Auf daß es bekannt werde, bekennt die Christenheit an Weihnachten:
Jesus Christus ist Gottes Sohn. Seit dieses Fest im 4. Jahrhundert aus
dem heidnischen Fest der Wintersonnwende entstand, ist das der Kern
seines Inhalts. Auf vier großen ökumenischen Konzilien und
in unzähligen Disputationen der bedeutendsten Theologen der damaligen
Zeit hatte man sich zu dieser Glaubensaussage durchgerungen, dabei anderslautende
Meinungen aus der Kirche ausgeschlossen und wieder und wieder auch an
den Begriffen gefeilt. Jesus aus Nazareth, Sohn der Maria, aufgewachsen
im Haus des Zimmermanns Josef, getauft vom Propheten Johannes im Jordan,
Anführer einer Jüngerschar, Prediger in Galiläa, gestorben
am Kreuz in Jerusalem - dieser junge Mann ist Mensch, und er ist Gott.
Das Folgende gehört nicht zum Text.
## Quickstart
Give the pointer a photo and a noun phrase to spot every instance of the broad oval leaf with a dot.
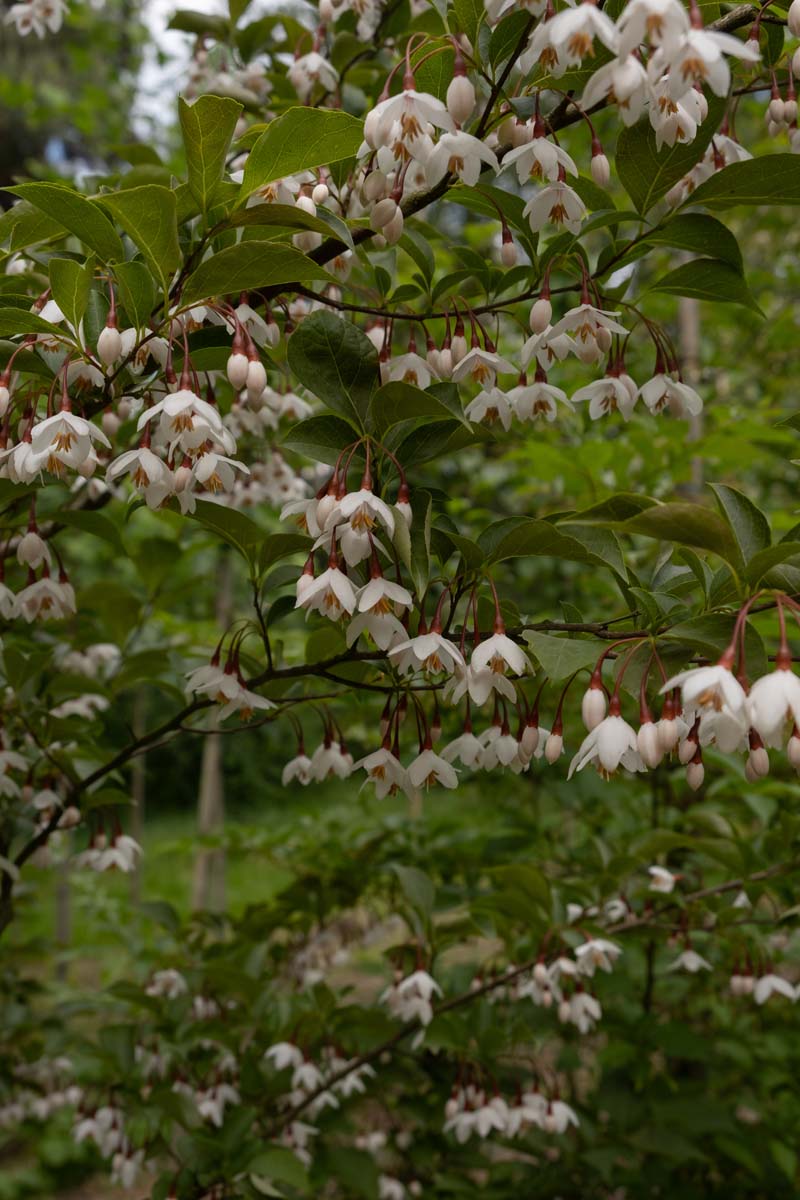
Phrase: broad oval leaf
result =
(251, 265)
(300, 139)
(76, 213)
Die Bekenntnisse der Kirche, die damals als Symbole des Glaubens niedergeschrieben
wurden und bis heute in allen christlichen Kirchen als unaufgebbare
Grundlage gelten, lassen daran keinen Zweifel zu: und an Jesus Christus,
seinen eingeborenen Sohn, unsern Herrn, formuliert das Apostolicum,
und noch eindringlicher, intensiver das Große Credo, das sich
auf die beiden ersten Konzilien der Kirche in Nizäa und Konstantinopel
stützt (wir werden es nachher sprechen/vom Chor hören): Und
an den einen Herrn Jesus Christus, Gottes eingeborenen Sohn, aus dem
Vater geboren vor aller Zeit: Gott von Gott, Licht vom Licht, wahrer
Gott vom wahren Gott, gezeugt, nicht geschaffen, eines Wesens mit dem
Vater. Abgesehen von seiner knappen, formelhaften Sprache merkt man
diesem Text an, wie wichtig es den Christen damals war, die Gottheit
Christi festzuhalten, gegen alle Widerstände, als das Wichtigste
ihres Bekenntnisses.
Ich bin mir bewußt,
liebe Schwestern und Brüder, daß wir uns schwer damit tun
(nicht erst heute übrigens, von Anfang an war das so!), und daß
wir gerade an Weihnachten eine geläufigere Botschaft hören
wollen, eine, die mehr ans Herz geht und mir unmißverständlich
zu verstehen gibt: "Es ist alles in Ordnung mit dir! Und insgesamt
wird alles gut werden. Du brauchst dir keine Sorgen zu machen. Was das
ganze Jahr über kaum zu glauben ist, heute gilt es: Gott macht
alles gut!" Ich habe dieses Bedürfnis übrigens auch und
halte es für ganz und gar verständlich. Wir brauchen einen
Rückhalt, den wir nicht unserer eigenen so begrenzten Leistung,
unserem erwirtschafteten Vermögen verdanken, der sich nicht an
unserer moralischen Schwäche, unseren Sünden, unseren kümmerlichen
Verdiensten orientiert. Genau dieser Anhaltspunkt in unseren so unterschiedlich
verlaufenden, doch im Punkt unserer Schwäche so gleichen Biographien
will Gott uns sein. Nicht weil er sich damit zum Erfüllungsgehilfen
der menschlichen Sehnsüchte machen wollte, die bloß theoretische
Ausflüchte sind aus dessen Angst vor der Selbstgenügsamkeit.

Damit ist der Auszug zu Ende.